Pour les investisseurs, il s’agit d’une période agitée. Toutes les bourses ont immédiatement réalisé une chute vertigineuse. Wall Street a connu sa pire journée depuis des années après la publication des nouvelles taxes. Dans un tel climat, il est important d’examiner vos placements de manière critique et de revoir éventuellement les positions pour plus de sécurité. Voici quelques mesures concrètes pour gérer la crainte d’une récession en tant qu’investisseur :
- Revoyez votre exposition aux actions : Historiquement, les actions ont le plus souffert des récessions, en raison d’une chute des bénéfices des entreprises. Cela ne veut pas dire que vous devez tout vendre – le timing du marché est très difficile et une reprise peut suivre rapidement un creux. De plus, à long terme, l’économie mondiale affiche davantage de croissance que de contraction. Pour certains investisseurs, il peut toutefois être judicieux de réduire un peu le risque. Ils peuvent par exemple se tourner vers les secteurs défensifs : dans les entreprises de consommation de base (supermarchés, producteurs alimentaires), l’industrie pharmaceutique/des soins de santé et les services aux collectivités, la demande est plus stable, même en période de récession. De telles actions ne sont pas à l’abri des baisses de cours, mais elles résistent généralement mieux que le marché au sens large. Les entreprises de qualité avec des bilans solides et des flux de trésorerie fixes (p. ex., certaines entreprises de télécommunications ou d’infrastructure) peuvent être plus attrayantes si les investisseurs misent davantage sur la sécurité.
- Obligations : Les obligations peuvent servir d’amortisseur dans le portefeuille. Pourquoi ? À l’approche d’une récession, les banques centrales baisseront probablement les taux d’intérêt, avec une hausse des cours des obligations existantes à la clé. D’autre part, si l’inflation accuse une forte hausse à cause des taxes à l’importation et que les banques centrales doivent relever nettement les taux d’intérêt pour maîtriser l’inflation, cela peut être préjudiciable pour les détenteurs d’obligations. Même si les obligations peuvent servir de filet de sécurité : tout n’est donc pas noir ou blanc et la méticulosité est importante.
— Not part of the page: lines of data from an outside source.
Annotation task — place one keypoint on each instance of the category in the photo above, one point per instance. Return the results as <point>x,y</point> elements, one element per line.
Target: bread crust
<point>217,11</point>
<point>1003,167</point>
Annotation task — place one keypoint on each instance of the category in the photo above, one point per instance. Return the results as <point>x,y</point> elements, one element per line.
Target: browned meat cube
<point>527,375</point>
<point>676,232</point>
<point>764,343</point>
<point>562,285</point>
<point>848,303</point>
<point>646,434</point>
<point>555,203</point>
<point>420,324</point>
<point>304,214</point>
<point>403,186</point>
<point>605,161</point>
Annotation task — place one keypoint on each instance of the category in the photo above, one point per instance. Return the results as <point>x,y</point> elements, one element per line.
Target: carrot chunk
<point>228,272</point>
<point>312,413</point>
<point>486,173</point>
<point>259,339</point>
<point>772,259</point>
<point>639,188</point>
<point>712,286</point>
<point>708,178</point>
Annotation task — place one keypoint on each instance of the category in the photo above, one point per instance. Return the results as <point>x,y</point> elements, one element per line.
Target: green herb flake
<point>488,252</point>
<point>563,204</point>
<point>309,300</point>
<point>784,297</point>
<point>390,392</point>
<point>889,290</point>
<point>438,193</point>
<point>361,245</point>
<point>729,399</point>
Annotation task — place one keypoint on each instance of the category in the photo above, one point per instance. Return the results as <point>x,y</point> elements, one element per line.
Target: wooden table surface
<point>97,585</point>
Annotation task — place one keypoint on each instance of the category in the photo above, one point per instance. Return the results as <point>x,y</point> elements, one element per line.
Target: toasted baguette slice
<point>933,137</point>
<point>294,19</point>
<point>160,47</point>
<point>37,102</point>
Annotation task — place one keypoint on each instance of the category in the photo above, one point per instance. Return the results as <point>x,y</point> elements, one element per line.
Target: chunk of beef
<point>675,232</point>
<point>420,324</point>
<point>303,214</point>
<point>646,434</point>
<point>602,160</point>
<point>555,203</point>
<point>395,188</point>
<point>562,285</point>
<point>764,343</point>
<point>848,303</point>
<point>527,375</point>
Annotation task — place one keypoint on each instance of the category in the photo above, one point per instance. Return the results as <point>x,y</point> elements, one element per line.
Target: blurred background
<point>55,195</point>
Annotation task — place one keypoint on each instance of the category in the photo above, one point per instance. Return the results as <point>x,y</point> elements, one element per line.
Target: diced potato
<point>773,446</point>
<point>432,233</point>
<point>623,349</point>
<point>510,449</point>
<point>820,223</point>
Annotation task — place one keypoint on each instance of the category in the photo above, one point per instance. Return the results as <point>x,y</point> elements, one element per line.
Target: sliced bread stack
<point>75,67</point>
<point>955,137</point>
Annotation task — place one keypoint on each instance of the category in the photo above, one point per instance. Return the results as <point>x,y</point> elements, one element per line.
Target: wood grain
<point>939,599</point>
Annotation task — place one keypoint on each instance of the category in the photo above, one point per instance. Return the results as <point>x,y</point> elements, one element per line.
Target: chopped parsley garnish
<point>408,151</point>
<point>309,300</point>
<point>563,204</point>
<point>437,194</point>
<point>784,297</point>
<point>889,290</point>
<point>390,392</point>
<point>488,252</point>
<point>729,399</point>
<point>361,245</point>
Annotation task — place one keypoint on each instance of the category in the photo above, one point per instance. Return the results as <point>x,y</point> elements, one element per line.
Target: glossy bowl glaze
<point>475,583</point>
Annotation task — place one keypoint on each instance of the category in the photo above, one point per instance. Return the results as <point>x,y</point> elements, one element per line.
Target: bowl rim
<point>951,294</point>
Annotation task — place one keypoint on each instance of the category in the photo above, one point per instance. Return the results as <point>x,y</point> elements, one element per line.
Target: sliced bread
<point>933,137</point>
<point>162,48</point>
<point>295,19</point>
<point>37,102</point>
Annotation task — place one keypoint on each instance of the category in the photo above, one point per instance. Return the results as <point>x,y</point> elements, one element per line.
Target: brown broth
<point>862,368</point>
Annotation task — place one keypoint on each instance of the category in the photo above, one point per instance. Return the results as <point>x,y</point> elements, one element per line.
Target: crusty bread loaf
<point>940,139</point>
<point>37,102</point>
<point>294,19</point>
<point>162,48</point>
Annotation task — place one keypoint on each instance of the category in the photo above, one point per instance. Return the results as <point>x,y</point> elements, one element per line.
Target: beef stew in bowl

- Or : L’or est souvent appelé l’assurance de crise ultime. Historiquement, le métal précieux affiche de bonnes performances en période de faible croissance et d’incertitude politique. Le prix de l’or est déjà monté en flèche, mais pourrait encore augmenter si les investisseurs du monde entier cherchent une valeur refuge résistante à l’inflation. Il convient toutefois de noter que l’or ne rapporte pas d’intérêts ou de dividendes, il s’agit purement d’une réserve de valeur.
- Cash (dans une certaine mesure) : En période d’incertitude, il peut être utile de détenir un peu plus de liquidités. Les liquidités offrent de la flexibilité et vous évitent de devoir vendre des placements à un moment défavorable. Supposons que le marché continue de baisser – un peu de liquidités en portefeuille vous permettront de prendre des actions de qualité par la suite. Gardez bien entendu à l’esprit que l’argent liquide est peu à peu dévoré par l’inflation. Il ne s’agit donc pas d’un placement à long terme.
- Diversification et long terme : N’oubliez pas le vieil adage : « Ne mettez pas tous vos œufs dans le même panier. » Répartissez vos investissements entre différentes régions, divers secteurs et plusieurs instruments. Un rééquilibrage peut être indiqué pour certains investisseurs.
- Gardez votre calme. Il est compréhensible que l’idée d’une éventuelle récession suscite en vous de la nervosité, mais la panique est mauvaise conseillère. Veillez à ce que votre portefeuille corresponde à votre capacité et à votre horizon. En bourse, les journées les moins performantes sont souvent proches des meilleurs jours. Si vous passez à côté de ces bons jours, le retard peut augmenter considérablement.